The CDC, which hosted the call, recently updated its interim guidance for healthcare professionals to assess and treat post-COVID conditions. Government staff emphasized the non-uniform nature of these conditions, but in most cases agreed that a patient-centric healthcare facility model could be diagnosed and managed by primary care physicians. In addition, some symptoms improve or resolve within 4-12 weeks and should be evaluated in stages 4 weeks after the patient’s COVID infection.
CDC MD Jennifer Chevinsky cautioned when going out of the primary care model, but symptoms lasting more than 3 months require a professional or interdisciplinary COVID care center referral. Said it might be.
“Use a step-by-step approach to referrals from other professionals, recognizing that referrals can be burdensome to patients,” she said, with the goal of “contradictory medical advice.” He added that it was to avoid it.
Chevinsky recommended a “conservative diagnostic approach” in the first 4-12 weeks. She said some patients may require diagnostic testing, but warned that laboratory tests would not only be indistinguishable after COVID, but would not require diagnosis of post-COVID status.
If the symptoms persist for more than 12 weeks, she said additional tests may be considered.
Chevinsky said this should be guided by “patient history and clinical findings,” as the evidence for the usefulness of diagnostic imaging for post-COVID status is also limited. More specialized tests, such as cardiac MRI, may be worth consulting with a specialist.
While a comprehensive rehabilitation program may help some patients, many conditions after COVID are well-established evidence-based symptomatology approaches to “optimize function and improve quality of life.” Can be improved by. These do not include herbal remedies, supplements, or other treatments that the patient may have used to treat the condition.
Since the ICD-10 code for post-COVID status does not yet exist, the CDC recommends using B94.8 (sequelae of certain other infectious and parasitic diseases) to document these statuses. did.
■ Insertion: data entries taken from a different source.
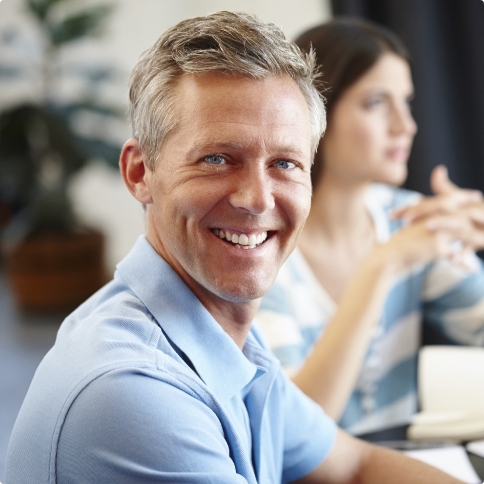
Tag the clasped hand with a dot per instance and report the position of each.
(449, 224)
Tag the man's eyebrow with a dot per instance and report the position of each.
(212, 147)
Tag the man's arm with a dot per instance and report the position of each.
(353, 461)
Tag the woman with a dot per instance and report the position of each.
(344, 315)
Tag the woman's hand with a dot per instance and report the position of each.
(454, 214)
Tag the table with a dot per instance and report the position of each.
(391, 435)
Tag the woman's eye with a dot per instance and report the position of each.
(215, 159)
(284, 164)
(373, 102)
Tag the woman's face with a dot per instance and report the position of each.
(371, 128)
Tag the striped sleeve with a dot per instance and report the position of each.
(454, 301)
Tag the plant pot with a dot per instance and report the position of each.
(56, 271)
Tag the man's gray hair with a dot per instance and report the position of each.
(224, 42)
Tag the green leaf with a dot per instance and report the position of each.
(41, 8)
(79, 25)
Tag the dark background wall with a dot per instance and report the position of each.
(446, 41)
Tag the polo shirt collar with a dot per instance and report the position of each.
(217, 359)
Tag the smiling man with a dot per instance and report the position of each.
(161, 376)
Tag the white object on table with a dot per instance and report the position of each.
(476, 447)
(452, 459)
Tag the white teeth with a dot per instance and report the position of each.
(241, 241)
(244, 240)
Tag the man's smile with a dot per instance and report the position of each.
(241, 240)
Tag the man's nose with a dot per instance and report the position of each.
(253, 190)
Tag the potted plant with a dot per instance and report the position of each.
(53, 262)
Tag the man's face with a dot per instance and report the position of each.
(236, 165)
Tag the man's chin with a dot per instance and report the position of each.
(240, 293)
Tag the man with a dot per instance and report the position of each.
(160, 376)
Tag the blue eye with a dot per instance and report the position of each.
(373, 102)
(284, 164)
(215, 159)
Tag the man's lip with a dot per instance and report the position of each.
(244, 239)
(399, 152)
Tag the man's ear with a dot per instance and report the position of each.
(133, 169)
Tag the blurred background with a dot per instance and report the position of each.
(66, 218)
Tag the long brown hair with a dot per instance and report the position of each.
(346, 48)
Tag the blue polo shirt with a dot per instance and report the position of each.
(144, 386)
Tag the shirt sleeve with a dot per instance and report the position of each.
(309, 434)
(127, 427)
(454, 300)
(292, 316)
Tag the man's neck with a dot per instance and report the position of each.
(235, 318)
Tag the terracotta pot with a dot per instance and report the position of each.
(55, 272)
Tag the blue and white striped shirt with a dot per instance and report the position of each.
(296, 310)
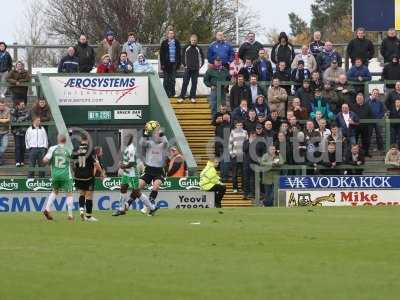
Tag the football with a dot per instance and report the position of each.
(151, 126)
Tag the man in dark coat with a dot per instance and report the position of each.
(170, 61)
(360, 47)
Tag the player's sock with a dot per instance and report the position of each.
(153, 196)
(146, 202)
(70, 205)
(122, 201)
(89, 208)
(50, 201)
(81, 201)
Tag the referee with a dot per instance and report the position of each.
(87, 165)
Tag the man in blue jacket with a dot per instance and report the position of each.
(348, 122)
(69, 63)
(359, 73)
(378, 112)
(220, 48)
(5, 66)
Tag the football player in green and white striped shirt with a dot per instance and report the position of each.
(59, 157)
(130, 180)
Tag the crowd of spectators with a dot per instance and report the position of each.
(310, 99)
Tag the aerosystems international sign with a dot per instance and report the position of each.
(19, 195)
(340, 190)
(102, 99)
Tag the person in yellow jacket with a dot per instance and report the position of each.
(211, 182)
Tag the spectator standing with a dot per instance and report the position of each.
(348, 122)
(192, 60)
(309, 61)
(248, 69)
(378, 113)
(392, 160)
(239, 91)
(277, 98)
(142, 65)
(271, 161)
(241, 113)
(255, 89)
(36, 143)
(18, 80)
(221, 49)
(344, 92)
(5, 119)
(306, 95)
(250, 48)
(282, 50)
(124, 64)
(299, 111)
(41, 110)
(251, 122)
(69, 63)
(393, 96)
(328, 54)
(235, 66)
(170, 60)
(249, 147)
(321, 105)
(19, 114)
(5, 67)
(222, 123)
(359, 73)
(236, 140)
(261, 109)
(390, 46)
(284, 75)
(132, 47)
(391, 71)
(216, 73)
(316, 45)
(395, 128)
(333, 73)
(85, 54)
(210, 181)
(109, 46)
(263, 67)
(316, 82)
(106, 65)
(356, 159)
(299, 74)
(360, 47)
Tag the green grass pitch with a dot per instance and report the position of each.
(255, 253)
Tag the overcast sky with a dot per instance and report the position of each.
(273, 14)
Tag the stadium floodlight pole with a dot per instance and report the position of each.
(237, 22)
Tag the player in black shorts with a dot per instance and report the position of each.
(87, 165)
(154, 147)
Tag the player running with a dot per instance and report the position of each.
(130, 180)
(59, 157)
(87, 165)
(155, 153)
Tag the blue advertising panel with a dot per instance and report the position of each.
(338, 182)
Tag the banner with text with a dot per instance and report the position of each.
(103, 201)
(95, 99)
(107, 184)
(342, 198)
(338, 182)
Alexis Vosoney, MD of the American Academy of Family Physicians, provided the primary care physician’s perspective and pointed out the importance of validating the patient’s experience, which the CDC also suggested in the guidance.
She also encouraged clinicians to discuss the patient’s goals, whether they were looking for an “answer” to their symptoms, returning to their pre-COVID status, or being afraid of another illness process. ..
“Keep transparent to the patient. Admit that we don’t know much about symptoms and recovery after COVID,” said Vosoney, “acknowledge when we don’t have much evidence. I need to. “
She said it was necessary to distinguish between post-COVID and other chronic conditions, citing the example of a patient with shortness of breath who had poorly controlled asthma prior to the pandemic.
Saag was infected with COVID in March 2020 and worked at the COVID clinic after recovery, so he expressed his view as both a patient and a clinician. He emphasized the importance of distinguishing between post-COVID symptoms and post-intubation syndrome in patients on mechanical ventilation.
Saag said former marathon runners and people without underlying illness had cases of post-COVID syndrome and are now “difficult to take a shower and walk to the mailbox.” In fact, experts have pointed out how post-COVID conditions can occur after asymptomatic, mild, or severe infections. They can occur in all patients, from children to adults, and persistence, recurrence, or new symptoms can occur over time.
“In a sense, if you see one long COVID, you see one long COVID,” Saag said.